Area of surface between two lines of latitude?

Question

Start with a sphere of radius R, then take the part of the surface that exists between any two lines of latitude. I drew a pic with two examples, one near the equator and one near the pole.

What is the area of this blue section of surface? I don't know what it's proper name is, maybe a band or zone.

I did search around for this but I found a site that has a suspicious answer. There, they say it is simply 2piR*h, where h is the altitude between layers.

First of all, I don't know how to determine altitude except at the equator where I can use a chord function C = 2R*sin(a/2), but you have to use twice the angle there and then take half the chord to get the altitude.

Second of all, I don't understand how it can be purely based on h and not the cosine of latitude. A band near the pole will wrap around a much smaller part of the sphere. So the position of the band must be taken into account, not just its altitude (aka thickness in the projected cylinder).
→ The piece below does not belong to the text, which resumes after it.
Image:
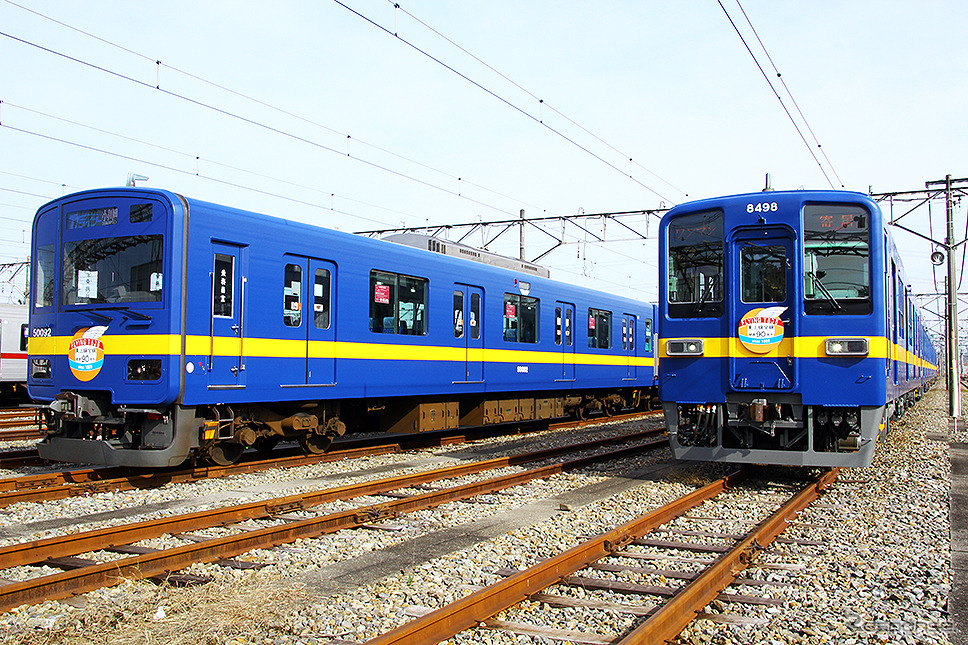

So what is a good formula to find the area of a band between two lines of latitude? And if it really is only based on altitude, how and why?

Answer 1

EDIT: modified as per comment. (1) Angle now taken from equator rather than the pole. (2) Modified $d(\theta)$ to $rd(\theta)$.

Let $\theta$ be the angle from equator (as per your image). You can use integration as follows:

Let $r'$ be the radius of the circle at latitude $\theta$

\begin{align*} Area &= \int\limits_{\theta = lat_1}^{lat_2} 2 \pi r' (rd(\theta))\\ &= \int\limits_{\theta = lat_1}^{lat_2} 2 \pi r \cos(\theta) (rd(\theta))\\ &= 2 \pi r^2 \int\limits_{\theta = lat_1}^{lat_2} \cos(\theta) d(\theta)\\ &= 2 \pi r^2 (-\sin(\theta)) \bigg|_{\theta=lat_1}^{lat_2}\\ &= 2 \pi r^2 (sin(lat_1)-sin(lat_2)) \end{align*} For example, for latitudes 12 and 13 degrees north, we have an area of $2 \pi r^2 (sin(13^\circ)-sin(12^\circ)) = 2\pi r^2(0.2249-0.2079) = 0.034\times \pi r^2$

The reason for the $r' = r cos(\theta)$ is the following. The circle at a latitude of $\theta$ (where angle is computed from the equator), makes an angle $\frac{\pi}{2} - \theta$ from the pole. Now consider the triangle between the center of the sphere(O), the point on the radius of the circle (R), and the point towards the pole on the circle (P). In this $\Delta OPR$, $OR$ is the radius and we want $|PR|$, where angle $POR$ is $\frac{\pi}{2} - \theta$. Notice that this is a right triangle. Therefore $\sin(\frac{\pi}{2} - \theta) = \frac{|PR|}{|OR|} = \frac{r'}{r}$. Therefore $r' = r cos(\theta)$